The human body cells have a genome (the set of our DNA) encoding our protein such as keratin in the skin or blood hemoglobin. This genome with DNA encoding only 5% of our genetic material. The remaining 95% is called the genome dark or non-coding DNA and its role is largely unknown.
Part of this DNA produces small charged molecules called microRNAs activate or deactivate genes. In recent years it has been shown that alterations in these molecules are related to tumor formation. Researchers have shown that small-molecule enoxacin, used in antibacterial compounds, binds to the protein that builds micro-RNA and stimulates their growth inhibitory activity of the tumor.
According to researcher Manel Esteller “is like a second hand car we put an engine just out of the factory.” I have found both in laboratory cells and in animal models and should now be studied in human functioning.

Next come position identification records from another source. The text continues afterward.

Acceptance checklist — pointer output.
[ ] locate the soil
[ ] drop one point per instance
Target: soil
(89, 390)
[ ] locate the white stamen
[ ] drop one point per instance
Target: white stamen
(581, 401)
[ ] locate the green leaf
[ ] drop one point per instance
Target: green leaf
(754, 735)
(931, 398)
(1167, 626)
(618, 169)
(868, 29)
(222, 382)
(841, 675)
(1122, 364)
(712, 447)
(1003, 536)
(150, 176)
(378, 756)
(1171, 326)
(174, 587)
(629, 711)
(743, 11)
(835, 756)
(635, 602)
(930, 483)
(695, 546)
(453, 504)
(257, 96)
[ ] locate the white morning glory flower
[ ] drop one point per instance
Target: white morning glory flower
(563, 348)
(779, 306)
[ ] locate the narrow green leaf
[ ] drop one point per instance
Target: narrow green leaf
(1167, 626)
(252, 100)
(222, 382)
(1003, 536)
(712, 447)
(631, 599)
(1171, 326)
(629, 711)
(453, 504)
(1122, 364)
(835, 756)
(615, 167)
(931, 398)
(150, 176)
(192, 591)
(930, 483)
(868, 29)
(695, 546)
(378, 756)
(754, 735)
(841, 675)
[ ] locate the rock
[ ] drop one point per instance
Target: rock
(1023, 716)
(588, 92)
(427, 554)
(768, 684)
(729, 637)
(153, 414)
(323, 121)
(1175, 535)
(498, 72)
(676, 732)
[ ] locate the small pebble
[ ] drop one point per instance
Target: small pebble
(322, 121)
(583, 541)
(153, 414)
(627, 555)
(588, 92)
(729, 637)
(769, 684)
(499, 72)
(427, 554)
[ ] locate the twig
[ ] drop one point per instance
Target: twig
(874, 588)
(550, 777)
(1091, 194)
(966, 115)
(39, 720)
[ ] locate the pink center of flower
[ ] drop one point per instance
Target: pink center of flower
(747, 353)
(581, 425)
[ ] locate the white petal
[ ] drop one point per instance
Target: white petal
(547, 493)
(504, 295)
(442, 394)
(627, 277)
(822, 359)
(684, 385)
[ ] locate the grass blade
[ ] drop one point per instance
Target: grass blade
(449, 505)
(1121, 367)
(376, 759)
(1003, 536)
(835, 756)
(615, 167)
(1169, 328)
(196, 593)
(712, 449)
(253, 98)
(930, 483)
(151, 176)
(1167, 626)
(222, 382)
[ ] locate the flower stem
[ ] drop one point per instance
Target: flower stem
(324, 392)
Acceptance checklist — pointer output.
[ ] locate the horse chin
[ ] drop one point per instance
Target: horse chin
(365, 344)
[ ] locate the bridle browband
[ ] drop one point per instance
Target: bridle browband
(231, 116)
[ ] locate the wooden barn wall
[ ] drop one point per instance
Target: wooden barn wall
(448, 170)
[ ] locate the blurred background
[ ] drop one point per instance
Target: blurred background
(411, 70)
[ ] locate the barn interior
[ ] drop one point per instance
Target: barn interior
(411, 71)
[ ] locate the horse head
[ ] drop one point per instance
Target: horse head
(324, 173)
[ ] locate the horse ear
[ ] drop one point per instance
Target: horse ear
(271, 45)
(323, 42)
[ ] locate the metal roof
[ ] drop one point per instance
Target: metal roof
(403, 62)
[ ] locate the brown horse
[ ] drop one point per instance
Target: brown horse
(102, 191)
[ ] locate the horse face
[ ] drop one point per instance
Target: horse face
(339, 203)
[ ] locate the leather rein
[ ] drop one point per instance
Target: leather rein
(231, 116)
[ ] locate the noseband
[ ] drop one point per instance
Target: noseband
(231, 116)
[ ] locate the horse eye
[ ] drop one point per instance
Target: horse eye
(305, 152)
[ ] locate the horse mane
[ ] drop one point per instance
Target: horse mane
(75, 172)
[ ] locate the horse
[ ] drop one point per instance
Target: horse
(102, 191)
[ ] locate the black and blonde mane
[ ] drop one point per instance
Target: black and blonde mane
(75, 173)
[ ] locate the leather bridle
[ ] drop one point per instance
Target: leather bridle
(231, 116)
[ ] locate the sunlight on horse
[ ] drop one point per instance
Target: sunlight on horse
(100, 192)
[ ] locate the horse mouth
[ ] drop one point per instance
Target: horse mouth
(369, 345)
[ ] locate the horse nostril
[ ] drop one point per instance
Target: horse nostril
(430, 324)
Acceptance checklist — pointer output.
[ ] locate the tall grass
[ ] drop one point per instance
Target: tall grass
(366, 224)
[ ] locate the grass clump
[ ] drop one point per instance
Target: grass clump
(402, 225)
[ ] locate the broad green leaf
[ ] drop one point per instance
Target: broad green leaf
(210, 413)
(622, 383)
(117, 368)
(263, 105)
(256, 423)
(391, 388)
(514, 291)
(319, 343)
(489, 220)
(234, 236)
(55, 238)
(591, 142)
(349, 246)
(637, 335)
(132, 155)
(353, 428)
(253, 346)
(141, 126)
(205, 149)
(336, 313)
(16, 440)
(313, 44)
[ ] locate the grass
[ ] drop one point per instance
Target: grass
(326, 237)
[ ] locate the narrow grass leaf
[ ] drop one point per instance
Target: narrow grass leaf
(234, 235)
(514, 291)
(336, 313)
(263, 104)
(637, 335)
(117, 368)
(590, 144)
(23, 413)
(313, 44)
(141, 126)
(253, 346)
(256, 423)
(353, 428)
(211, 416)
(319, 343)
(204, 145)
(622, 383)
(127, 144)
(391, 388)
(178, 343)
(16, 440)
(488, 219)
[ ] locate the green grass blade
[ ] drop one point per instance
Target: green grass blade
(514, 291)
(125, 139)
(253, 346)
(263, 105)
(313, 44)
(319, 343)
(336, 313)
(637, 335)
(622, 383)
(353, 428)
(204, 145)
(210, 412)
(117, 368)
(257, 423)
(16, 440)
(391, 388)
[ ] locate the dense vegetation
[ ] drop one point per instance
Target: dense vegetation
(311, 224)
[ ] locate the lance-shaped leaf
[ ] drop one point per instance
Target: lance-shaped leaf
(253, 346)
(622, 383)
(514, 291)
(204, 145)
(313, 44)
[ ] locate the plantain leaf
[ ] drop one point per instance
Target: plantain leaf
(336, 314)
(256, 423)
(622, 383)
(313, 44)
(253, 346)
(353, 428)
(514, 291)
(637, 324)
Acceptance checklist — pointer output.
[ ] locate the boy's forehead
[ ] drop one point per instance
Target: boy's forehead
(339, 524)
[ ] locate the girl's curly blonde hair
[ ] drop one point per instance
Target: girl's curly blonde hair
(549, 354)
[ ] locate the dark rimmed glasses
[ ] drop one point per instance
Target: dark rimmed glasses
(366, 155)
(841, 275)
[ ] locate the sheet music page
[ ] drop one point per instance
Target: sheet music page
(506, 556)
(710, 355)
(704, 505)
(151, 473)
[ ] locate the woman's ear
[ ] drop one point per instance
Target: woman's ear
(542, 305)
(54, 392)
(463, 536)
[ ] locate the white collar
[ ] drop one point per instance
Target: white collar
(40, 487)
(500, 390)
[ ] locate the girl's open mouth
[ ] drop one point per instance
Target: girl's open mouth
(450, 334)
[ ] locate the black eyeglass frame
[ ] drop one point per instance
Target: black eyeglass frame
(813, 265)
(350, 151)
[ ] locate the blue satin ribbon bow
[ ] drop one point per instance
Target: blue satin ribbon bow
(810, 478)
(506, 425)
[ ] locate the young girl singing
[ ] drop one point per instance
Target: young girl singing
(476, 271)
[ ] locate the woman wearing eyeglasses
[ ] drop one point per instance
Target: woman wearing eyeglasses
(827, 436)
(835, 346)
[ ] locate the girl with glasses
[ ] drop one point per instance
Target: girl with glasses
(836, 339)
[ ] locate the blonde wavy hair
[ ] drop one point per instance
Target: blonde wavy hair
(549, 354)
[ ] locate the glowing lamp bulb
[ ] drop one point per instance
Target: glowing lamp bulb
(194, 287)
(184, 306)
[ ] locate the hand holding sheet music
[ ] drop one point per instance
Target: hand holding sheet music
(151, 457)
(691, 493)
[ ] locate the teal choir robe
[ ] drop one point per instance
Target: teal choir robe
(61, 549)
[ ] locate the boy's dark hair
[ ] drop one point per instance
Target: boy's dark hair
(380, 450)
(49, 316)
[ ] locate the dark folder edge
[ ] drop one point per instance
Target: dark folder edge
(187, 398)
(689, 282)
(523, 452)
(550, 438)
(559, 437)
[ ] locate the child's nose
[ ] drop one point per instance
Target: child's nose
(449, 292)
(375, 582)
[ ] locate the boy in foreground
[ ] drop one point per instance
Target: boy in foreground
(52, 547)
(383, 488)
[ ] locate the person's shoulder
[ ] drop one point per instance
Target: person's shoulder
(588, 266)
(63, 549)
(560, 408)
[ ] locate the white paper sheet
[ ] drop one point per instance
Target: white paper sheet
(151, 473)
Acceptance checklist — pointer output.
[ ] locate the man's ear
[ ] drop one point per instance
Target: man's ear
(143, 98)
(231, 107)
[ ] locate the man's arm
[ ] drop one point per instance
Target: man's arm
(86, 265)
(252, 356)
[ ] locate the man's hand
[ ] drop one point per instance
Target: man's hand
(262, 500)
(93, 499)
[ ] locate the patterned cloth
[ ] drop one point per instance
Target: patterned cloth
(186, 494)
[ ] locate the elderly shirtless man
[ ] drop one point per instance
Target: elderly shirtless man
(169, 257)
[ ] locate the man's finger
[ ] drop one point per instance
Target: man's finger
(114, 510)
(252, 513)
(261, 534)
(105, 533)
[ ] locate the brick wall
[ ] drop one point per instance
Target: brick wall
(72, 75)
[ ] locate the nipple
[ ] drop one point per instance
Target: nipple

Esteller says so, who stressed that the advantage of this compound is known metabolism and human security. Esteller added that “although this may not get approved the use of this molecule in cancer treatment, am working on finding the door to the design of new drugs that target the microRNA therapeutics. The pharmaceutical industry showed a new direction where to direct their efforts in anti-tumor therapy. ”
Sonia Melo *, Alberto Villanueva *, Catia Moutinho *, Veronica Davalos *, Ricardo Spizzo, Cristina Ivan, Simona Rossi, Fernando Setien *, Oriol Casanovas *, Sio-Riudalbas Laia *, Javier Carmona *, * Jordi Carrere, August Vidal * Alvaro Aytes *, Sara Gates * Santiagi Ward, Raghu Kalluri, Carlo M. Croce, George A. Calin, Manel Esteller *. The small molecule enoxacin is a cancer-specific Acts That Growth by Enhancing inhibitor TRBP-mediated microRNA processing. Proceedings of the National Academy of Science USA (PNAS), Early Edition, February 28th 2011.